3. Take a break. Let your child take a break from a situation that is upsetting to them. Doing so will keep your child motivated, as well as keep them from growing upset and irritable. Your child may tend to become angry or upset, and possibly give up on a difficult assignment if they are being forced to complete it all at once. For example, if your child has to write a lengthy paper, giving him/her a 10 minute break will allow them to remove him/herself from the stressful situation and begin with a fresh start again after the break. Model the same procedure by showing your child how you take a break to handle a difficult or frustrating experience. Display your own strategies by walking away but later returning to solve a problem.

4. Model response inhibition for your child. Talk to your child about the strategies that you use to exhibit response inhibition and self-control and then model these strategies. For example, you may tell your child, “I really would like to watch TV… but I know I have to clean the basement first.” This will help show your child how to develop a form of response inhibition and structure.

5. Review homework assignment directions with your child so that they know what to do before starting. Discuss what needs to be done and help show your child how to follow the directions. If a teacher assigns a worksheet, have your child read the instructions to you and discuss them, rather than allowing your child to dive in without reading.

6. Encourage your child to play puzzle-based video games. Examples of puzzle-based games include the following: “Bejeweled,” “Tetris,” and “Bubblicious,” in which your child can earn bonus points by delaying a first response. Many of these puzzle games will reward patience when the player is able to combine a number of shapes that match or create a larger pattern rather than simply pairing the first two that fit with each other. Most importantly, ask your child to describe to you how (s)he can earn the maximum number of points; engage in a discussion about how inhibiting or delaying an action results in a higher game score.

7. Encourage high levels of activity during leisure time. Children who struggle with response inhibition often find themselves in trouble due to too much movement. Encouraging your child to exert him/herself when it is appropriate may help in getting your child to sit still when necessary. Teach your child basic yoga, meditation, or breathing techniques. Learning one or more of these strategies can be very useful for children who act before thinking. Regular practice of one or two small techniques is something that can be used in a situation where the child tends to respond quickly and get into trouble. Teaching one or two yoga stretches may be particularly helpful for children with movement-based response inhibition difficulties. For example, learning the “mountain” and “sun salutation” poses (which essentially consists of standing with one’s hands extended above the head and breathing) can be very useful for delaying actions. Further information about a number of yoga poses can be found on http://yoga.about.com.

Games and Activities That Can Practice Response Inhibition

“Choose Your Own Adventure” Books – Encourage your child to read any books in the “Choose Your Own Adventure” series, which will allow him to recognize how each decision made can lead to a distinct consequence.

Playing board games (e.g. “Trouble,” “Chutes and Ladder,” “Candyland”) – These, or similar games, will allow your child to practice waiting for their turn to play, while other players count spaces or play out their own turns.
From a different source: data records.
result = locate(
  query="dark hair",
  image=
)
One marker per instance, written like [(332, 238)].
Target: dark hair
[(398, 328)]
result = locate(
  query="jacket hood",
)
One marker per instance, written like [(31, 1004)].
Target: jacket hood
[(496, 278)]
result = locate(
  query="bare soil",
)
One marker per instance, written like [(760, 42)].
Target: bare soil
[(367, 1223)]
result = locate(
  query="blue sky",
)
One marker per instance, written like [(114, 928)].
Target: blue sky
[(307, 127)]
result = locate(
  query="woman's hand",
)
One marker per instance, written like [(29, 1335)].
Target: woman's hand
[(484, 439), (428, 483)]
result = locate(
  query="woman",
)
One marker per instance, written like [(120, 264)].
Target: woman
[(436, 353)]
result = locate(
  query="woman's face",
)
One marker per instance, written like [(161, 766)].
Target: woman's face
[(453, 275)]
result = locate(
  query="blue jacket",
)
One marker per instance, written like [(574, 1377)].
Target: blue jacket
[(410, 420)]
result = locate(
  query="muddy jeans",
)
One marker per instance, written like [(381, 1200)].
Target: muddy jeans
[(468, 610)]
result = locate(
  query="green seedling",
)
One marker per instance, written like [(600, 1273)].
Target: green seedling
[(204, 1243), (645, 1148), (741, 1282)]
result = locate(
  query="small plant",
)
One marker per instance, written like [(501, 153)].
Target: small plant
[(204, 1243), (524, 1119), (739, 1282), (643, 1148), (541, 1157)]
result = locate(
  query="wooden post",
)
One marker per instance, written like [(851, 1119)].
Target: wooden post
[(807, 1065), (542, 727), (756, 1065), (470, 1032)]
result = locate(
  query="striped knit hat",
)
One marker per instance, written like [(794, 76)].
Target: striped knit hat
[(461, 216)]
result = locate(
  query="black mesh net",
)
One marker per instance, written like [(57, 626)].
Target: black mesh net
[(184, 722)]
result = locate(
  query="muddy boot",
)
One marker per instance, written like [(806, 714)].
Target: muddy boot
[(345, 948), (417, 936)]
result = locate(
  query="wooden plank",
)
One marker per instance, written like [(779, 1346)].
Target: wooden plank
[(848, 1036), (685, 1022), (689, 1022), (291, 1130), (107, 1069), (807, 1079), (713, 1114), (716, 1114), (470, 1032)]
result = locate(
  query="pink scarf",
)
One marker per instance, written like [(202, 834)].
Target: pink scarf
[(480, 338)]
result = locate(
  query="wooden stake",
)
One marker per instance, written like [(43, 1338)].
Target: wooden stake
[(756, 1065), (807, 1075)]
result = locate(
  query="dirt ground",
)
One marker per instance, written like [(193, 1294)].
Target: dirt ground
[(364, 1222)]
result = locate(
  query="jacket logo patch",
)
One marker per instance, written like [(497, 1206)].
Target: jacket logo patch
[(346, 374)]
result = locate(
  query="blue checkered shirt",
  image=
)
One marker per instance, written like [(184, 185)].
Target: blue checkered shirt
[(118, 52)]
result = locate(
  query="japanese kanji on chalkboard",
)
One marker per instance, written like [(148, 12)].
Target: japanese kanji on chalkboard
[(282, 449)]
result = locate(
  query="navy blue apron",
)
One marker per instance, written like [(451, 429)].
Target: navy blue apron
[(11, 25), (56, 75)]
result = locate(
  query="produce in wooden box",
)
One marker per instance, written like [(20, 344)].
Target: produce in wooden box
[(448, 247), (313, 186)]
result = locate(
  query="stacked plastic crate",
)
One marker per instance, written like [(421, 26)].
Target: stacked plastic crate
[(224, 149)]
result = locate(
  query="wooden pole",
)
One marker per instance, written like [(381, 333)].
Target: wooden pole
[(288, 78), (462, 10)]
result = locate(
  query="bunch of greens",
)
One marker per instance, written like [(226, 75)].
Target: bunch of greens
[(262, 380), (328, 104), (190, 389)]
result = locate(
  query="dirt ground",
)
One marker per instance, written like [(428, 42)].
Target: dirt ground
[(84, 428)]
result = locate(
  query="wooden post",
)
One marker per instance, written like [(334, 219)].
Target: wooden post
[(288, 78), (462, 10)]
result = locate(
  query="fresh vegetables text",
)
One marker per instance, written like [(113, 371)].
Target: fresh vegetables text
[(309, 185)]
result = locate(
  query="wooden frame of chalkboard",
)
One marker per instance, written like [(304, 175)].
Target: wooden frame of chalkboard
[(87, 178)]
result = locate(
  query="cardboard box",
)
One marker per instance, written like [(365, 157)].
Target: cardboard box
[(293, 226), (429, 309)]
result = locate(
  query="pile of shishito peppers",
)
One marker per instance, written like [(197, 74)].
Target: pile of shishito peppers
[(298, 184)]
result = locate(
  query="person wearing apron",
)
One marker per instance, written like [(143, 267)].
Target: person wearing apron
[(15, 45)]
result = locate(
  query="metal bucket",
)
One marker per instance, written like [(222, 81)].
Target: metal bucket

“Dance Dance Revolution” and “Guitar Hero” – Both of these games enhance response inhibition in that the player must really concentrate and think about which note to play or square to step on in order to achieve success.

“Simon Says” – The traditional game of “Simon Says” will allow your child to practice delaying an action until the appropriate cue is heard.

Freeze Tag -Playing freeze tag with your child or having them play this game with friends or siblings will encourage the stop-and-start action of appropriate behaviors as well as the delaying of impulsive action.

Reading with a partner – Read with your child, alternating turns, to allow for practice in waiting for one’s turn and patience.

Websites and Articles on Response Inhibition

LearningWorks For Kids: The premier resource for executive function information, offering a detailed explanation of response inhibition, tips for parents, and activities to improve this skill.

Education.com: This site offers examples and techniques for parents to use when helping their children to develop self-control.

Illinois Early Learning Project: This site provides tips for instilling impulse control in their children, as well as links to other informative sites on related topics.

National Association of School Psychologists: This handout describes important step-by-step strategies and skills for parents and teachers who are hoping to teach self-control skills to children.

Books on Response Inhibition

Cooper-Kahn, Joyce, Ph.D. and Laurie C. Dietzel. (2008). Late, Lost, and Unprepared: A Parents’ Guide to Helping Children with Executive Functioning. Bethesda, MD: Woodbine House. [Chapter 11]

Cox, Adam J., Ph.D. (2007). No Mind Left Behind: Understanding and Fostering Executive Control–The Eight Essential Brain Skills Every Child Needs to Thrive. New York, NY: Penguin Books. [Chapter 9]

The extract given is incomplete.